Day One, Scene One, Chapter One

So I started work on the first scene of the first chapter of my Russian steampunk novel. I got eight hundred words or so done. It was initially a disappointing read. It lacked the the richness, power and drama I thought it would contain when I conceived the scene.

This is normal. For me, it’s how the transition from imagination to prose often works. In my mind, I had a picture of a landscape somewhere between Dore’s illustrations of 19th century London slums and Miyazaki’s villages from Laputa the Flying Island. Dark satanic factories belched forth smoke and flame. Things did not turn out quite this way. There was little of the sense of place I had imagined. I assume I will manage to shoehorn it in later. At least I know it’s missing.

I had envisioned writing the book in third person, but somehow when it came to it, I was in first person. I blame the influence of Jim Butcher. My elevator pitch to myself for the book was Harry Dresden meets Maxim Gorky meets Full Metal Alchemist. Seems my subconscious took that seriously.

The setting was bare. There was no physical description of the characters. These are things I know I will get around to fixing at some point. Right now, I am just pressing ahead to get some feel for the book. There was a sense of the character’s personalities and there were bits that were striking. We’ll get to those in a moment.

The scene did not start where I thought it would when I outlined it. I imagined an armoured train arriving in the aforementioned Miyazaka/Dore Czarist metropolis. But when the hero looked out the train’s window he did not see streets of soot-smudged snow, he saw a bare, frozen landscape, stripped of the trees he remembered once being there.

I am not sure why, but this happens often. I think I am going to sit down and write some specific thing but my brain decides I am going to write something else.
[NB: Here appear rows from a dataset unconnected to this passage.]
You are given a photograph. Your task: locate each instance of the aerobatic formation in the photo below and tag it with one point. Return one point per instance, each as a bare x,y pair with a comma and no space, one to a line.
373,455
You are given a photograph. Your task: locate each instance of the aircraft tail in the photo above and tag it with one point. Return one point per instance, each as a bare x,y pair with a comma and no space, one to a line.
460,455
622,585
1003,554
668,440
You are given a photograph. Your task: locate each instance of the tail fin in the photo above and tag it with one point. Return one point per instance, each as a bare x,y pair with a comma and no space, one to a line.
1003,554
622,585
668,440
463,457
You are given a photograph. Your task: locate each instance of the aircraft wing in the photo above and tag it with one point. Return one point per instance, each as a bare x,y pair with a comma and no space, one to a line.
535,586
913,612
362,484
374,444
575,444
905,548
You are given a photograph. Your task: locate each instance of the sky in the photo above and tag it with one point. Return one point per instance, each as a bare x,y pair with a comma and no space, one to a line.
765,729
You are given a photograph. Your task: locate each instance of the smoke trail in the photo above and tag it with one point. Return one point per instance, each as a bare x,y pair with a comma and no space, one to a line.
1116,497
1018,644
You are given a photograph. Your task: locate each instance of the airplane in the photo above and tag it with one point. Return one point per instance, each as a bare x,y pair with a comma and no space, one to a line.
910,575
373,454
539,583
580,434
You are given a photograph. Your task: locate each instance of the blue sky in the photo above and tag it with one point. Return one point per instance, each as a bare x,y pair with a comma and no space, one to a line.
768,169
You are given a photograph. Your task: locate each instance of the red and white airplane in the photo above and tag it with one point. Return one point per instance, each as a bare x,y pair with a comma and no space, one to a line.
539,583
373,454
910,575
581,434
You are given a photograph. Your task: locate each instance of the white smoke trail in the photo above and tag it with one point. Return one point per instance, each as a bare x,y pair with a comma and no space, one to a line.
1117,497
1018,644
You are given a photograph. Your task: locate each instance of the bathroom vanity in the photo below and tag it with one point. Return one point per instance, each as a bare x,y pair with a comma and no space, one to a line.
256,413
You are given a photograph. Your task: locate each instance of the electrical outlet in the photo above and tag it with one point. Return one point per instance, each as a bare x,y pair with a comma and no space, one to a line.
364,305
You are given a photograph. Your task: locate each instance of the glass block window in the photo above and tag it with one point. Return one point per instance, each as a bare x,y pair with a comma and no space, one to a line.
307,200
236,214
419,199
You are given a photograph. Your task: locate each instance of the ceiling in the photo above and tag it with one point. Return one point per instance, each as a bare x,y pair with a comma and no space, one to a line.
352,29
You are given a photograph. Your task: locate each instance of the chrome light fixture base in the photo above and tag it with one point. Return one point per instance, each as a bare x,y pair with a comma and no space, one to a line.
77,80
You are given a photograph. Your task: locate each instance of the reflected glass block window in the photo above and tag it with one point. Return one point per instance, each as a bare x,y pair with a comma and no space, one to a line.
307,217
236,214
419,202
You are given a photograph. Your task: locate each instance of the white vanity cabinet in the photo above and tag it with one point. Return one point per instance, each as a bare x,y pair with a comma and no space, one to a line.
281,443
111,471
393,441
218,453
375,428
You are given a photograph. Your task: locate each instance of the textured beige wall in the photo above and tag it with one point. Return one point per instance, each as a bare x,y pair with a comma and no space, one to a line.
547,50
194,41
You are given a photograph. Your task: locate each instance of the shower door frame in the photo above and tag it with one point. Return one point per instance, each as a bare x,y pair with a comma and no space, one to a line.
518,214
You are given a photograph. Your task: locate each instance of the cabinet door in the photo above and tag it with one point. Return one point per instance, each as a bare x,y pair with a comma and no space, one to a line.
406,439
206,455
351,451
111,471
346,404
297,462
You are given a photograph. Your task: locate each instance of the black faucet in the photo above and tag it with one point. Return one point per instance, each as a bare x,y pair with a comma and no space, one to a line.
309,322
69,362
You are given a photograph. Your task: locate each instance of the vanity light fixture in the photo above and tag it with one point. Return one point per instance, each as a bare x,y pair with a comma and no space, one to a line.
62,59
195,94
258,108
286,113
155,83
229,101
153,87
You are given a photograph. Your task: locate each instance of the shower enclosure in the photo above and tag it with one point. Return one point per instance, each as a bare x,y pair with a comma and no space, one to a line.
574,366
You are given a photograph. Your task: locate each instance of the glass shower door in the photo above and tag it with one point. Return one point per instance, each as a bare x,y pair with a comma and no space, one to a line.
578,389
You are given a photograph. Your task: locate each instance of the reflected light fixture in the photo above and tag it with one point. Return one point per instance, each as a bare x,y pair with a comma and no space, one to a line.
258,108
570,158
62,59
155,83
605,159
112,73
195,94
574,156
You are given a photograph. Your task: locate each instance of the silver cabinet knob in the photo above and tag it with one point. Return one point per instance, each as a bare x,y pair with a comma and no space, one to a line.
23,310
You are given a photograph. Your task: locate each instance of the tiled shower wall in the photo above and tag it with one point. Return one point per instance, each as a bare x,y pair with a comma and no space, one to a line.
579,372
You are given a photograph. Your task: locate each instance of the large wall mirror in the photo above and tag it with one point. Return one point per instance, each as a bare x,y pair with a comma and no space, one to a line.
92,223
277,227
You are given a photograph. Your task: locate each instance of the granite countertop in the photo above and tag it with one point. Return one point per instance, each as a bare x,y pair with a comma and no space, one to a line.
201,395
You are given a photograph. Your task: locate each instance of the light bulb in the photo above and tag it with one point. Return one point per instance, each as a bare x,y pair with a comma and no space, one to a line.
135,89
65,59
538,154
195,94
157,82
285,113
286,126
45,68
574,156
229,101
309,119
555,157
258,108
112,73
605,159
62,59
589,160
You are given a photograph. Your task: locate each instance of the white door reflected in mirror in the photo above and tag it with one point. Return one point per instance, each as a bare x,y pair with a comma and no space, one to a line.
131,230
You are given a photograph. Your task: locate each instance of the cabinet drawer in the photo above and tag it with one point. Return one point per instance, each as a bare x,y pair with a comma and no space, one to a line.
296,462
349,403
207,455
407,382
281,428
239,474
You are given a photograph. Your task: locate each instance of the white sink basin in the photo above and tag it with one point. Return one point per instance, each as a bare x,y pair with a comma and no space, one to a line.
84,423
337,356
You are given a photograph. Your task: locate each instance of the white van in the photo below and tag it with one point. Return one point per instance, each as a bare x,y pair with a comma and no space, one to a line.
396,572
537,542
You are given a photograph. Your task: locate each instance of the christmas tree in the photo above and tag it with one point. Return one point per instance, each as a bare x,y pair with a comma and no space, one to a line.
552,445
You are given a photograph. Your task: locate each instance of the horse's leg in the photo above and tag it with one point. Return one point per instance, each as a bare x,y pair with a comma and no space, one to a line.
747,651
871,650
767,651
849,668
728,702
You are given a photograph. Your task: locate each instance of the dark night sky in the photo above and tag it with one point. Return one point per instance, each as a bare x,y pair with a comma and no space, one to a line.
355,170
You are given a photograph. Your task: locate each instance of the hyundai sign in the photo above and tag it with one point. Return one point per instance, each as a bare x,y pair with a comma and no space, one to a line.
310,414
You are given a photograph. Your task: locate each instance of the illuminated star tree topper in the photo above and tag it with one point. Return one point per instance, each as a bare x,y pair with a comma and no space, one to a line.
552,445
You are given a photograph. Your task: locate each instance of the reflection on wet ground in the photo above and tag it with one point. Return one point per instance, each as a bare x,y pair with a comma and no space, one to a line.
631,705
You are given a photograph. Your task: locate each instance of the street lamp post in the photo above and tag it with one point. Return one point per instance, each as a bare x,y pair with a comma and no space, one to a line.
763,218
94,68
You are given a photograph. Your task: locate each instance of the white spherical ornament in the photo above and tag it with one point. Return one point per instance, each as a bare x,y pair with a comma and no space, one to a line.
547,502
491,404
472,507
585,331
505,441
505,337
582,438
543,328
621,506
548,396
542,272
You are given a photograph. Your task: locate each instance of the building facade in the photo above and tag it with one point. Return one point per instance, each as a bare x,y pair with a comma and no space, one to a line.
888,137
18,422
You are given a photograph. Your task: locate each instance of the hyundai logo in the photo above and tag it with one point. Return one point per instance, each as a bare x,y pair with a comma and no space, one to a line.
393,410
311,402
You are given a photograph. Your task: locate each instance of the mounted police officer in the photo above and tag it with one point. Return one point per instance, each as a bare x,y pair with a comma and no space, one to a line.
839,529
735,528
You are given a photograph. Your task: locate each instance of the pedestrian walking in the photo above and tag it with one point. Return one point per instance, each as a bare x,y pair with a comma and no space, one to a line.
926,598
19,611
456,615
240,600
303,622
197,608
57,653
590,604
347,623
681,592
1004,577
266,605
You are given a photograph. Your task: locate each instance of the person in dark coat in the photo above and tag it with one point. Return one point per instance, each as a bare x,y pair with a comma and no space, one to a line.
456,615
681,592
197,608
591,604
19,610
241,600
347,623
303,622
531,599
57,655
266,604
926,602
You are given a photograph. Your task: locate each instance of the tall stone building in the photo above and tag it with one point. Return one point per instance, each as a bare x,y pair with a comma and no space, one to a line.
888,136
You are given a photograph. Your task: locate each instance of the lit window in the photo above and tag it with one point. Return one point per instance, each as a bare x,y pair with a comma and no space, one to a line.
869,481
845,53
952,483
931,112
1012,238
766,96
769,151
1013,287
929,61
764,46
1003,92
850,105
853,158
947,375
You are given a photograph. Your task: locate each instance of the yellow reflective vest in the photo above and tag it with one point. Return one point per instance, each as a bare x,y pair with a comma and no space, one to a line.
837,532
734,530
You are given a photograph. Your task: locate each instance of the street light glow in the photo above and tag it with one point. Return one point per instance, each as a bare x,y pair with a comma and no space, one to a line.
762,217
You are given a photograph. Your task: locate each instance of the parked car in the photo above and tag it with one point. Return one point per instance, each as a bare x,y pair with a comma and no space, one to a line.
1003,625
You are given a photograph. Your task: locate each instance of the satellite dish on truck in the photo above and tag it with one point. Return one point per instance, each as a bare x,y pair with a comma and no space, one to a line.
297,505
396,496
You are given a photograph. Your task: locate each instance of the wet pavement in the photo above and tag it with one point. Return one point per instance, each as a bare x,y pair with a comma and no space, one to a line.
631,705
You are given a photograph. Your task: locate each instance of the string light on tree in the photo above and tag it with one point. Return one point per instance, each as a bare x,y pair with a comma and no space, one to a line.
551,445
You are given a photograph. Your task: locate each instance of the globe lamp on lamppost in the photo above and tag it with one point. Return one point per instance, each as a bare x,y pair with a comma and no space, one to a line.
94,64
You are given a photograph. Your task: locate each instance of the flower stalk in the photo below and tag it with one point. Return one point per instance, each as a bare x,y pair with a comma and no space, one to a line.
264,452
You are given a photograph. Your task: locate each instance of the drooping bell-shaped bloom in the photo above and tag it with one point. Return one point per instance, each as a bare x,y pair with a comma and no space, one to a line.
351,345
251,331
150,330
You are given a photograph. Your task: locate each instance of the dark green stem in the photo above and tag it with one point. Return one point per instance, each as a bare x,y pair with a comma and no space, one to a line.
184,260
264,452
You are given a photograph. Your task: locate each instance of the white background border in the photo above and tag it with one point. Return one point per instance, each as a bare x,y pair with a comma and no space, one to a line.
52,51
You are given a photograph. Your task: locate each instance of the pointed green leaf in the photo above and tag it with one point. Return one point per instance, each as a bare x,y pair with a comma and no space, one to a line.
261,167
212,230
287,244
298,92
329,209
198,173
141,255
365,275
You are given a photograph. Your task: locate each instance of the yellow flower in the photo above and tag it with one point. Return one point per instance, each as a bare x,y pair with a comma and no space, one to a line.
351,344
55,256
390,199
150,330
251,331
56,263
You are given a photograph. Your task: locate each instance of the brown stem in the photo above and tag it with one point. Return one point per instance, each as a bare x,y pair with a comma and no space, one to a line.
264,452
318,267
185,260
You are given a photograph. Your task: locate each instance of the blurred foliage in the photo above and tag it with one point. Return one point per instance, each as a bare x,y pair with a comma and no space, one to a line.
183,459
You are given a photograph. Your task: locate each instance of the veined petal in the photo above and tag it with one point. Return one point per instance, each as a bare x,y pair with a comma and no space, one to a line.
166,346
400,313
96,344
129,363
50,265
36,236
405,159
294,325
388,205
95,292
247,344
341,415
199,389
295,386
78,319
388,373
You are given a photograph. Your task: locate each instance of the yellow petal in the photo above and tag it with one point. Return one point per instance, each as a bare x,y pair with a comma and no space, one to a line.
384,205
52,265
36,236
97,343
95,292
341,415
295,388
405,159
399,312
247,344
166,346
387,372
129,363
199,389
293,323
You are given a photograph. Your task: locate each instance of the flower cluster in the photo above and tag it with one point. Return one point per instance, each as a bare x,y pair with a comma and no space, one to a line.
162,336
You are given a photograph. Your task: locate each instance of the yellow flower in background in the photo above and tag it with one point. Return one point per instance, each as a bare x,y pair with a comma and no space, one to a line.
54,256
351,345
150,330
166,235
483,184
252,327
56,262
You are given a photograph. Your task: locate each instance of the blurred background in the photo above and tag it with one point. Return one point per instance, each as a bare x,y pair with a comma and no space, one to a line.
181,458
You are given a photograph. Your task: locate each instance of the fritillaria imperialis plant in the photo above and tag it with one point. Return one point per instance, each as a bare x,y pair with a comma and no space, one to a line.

Sometimes it’s just the characters getting up to their monkey tricks, doing what they want, not what I want. It’s frustrating but, over the years, I have found that it’s best to just to go with it. I’ll get to my destination through these detours. They are often the most interesting part of the journey anyway.

Details which were not in my outline emerged. One of the hero’s companions was reading a dime novel set on the Siberian Frontier. He liked reading them despite the fact he had been to Siberia and knew it was nothing like the pulps. He had black ink smudged on his finger tips from the cheap paper. Nice detail. No idea where it suddenly came from.

Our hero mentioned the missing forests in conversation. Turns out they were missing because they had been devoured by the factories during the recent mass industrialisation– they were fuel and wood pulp and kindling for the stoves of the masses.

Of course, they were. Clearly my underbrain had been giving this matter some thought even if my conscious mind had not.

And so it went on. Lots of surprising details, a vague connection to my outline. I’ll probably post this scene tomorrow along with my notes for revision. (Hey, I am currently on the lookout for easy daily posts.) We can compare it to the final version at some future date.